On her trip south she brought with her two medals, a Hector Medal awarded to Dr Richdale by the Royal Society of New Zealand in 1953, and an OBE for services to ornithology (1982).

This Hector Medal was awarded to Lance Richdale by the Royal Society of New Zealand. PHOTO: SUPPLIED
This Hector Medal was awarded to Lance Richdale by the Royal Society of New Zealand. PHOTO: SUPPLIED
Mrs Alexander, accompanied by her husband Donald and daughter Nicky Elmore, of Auckland, then spent a night staying in the Catlins and later returned to Napier.

	This OBE medal was awarded to Lance Richdale in 1982 for services to ornithology. PHOTO: SUPPLIED
This OBE medal was awarded to Lance Richdale in 1982 for services to ornithology.
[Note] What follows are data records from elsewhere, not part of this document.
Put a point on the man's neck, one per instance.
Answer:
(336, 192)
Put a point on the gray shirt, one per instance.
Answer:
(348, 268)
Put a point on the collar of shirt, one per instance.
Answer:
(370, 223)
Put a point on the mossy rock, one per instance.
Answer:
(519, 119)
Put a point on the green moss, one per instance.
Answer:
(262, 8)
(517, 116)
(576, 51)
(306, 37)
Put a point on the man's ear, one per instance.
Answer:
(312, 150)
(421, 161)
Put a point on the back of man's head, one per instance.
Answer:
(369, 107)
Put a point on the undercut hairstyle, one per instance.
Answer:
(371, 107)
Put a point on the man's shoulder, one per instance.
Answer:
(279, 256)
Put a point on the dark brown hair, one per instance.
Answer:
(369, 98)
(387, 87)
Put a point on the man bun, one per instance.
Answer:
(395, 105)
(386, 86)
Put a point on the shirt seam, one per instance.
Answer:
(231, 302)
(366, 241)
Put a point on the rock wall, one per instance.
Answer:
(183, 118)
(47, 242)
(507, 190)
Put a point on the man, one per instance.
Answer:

PHOTO: SUPPLIED
It was only a month ago she realised the medals were not in their usual place at home and, after making a thorough search, she feared the medals might have been lost during her southern trip.

"I'm just really concerned about the fact that they're missing and hopefully that they can be found," Mrs Alexander said.

"I'm really upset."

During the Dunedin trip, she had realised Ms Elmore, an Auckland Enviroschools co-ordinator, had shared Dr Richdale's environmental interests and had wanted her to see Taiaroa Head, where he had conducted his research, Mrs Alexander said.

Trust ecotourism manager Hoani Langsbury said he had photographed the two medals when Mrs Alexander visited the centre.

After Mrs Alexander recently rang him to advise they were missing, he urged anyone who knew of their whereabouts to call him at the centre so they could be returned, Mr Langsbury said.

Dunedin author Neville Peat, who wrote a biography of Dr Richdale, Sea Bird Genius (2011), said an initial set of medals had been lost from an Auckland retirement home after Dr Richdale's death in 1983.

This loss, and that of more recently provided official replacement medals had distressed the family, and he urged their return.

Dr Richdale gained international fame as the father of the Otago albatross colony from 1936 and for his research on the yellow-eyed penguin.

Time Magazine dubbed him as "the Dr Kinsey of the penguin world", in a review of his 1951 book on penguin behaviour.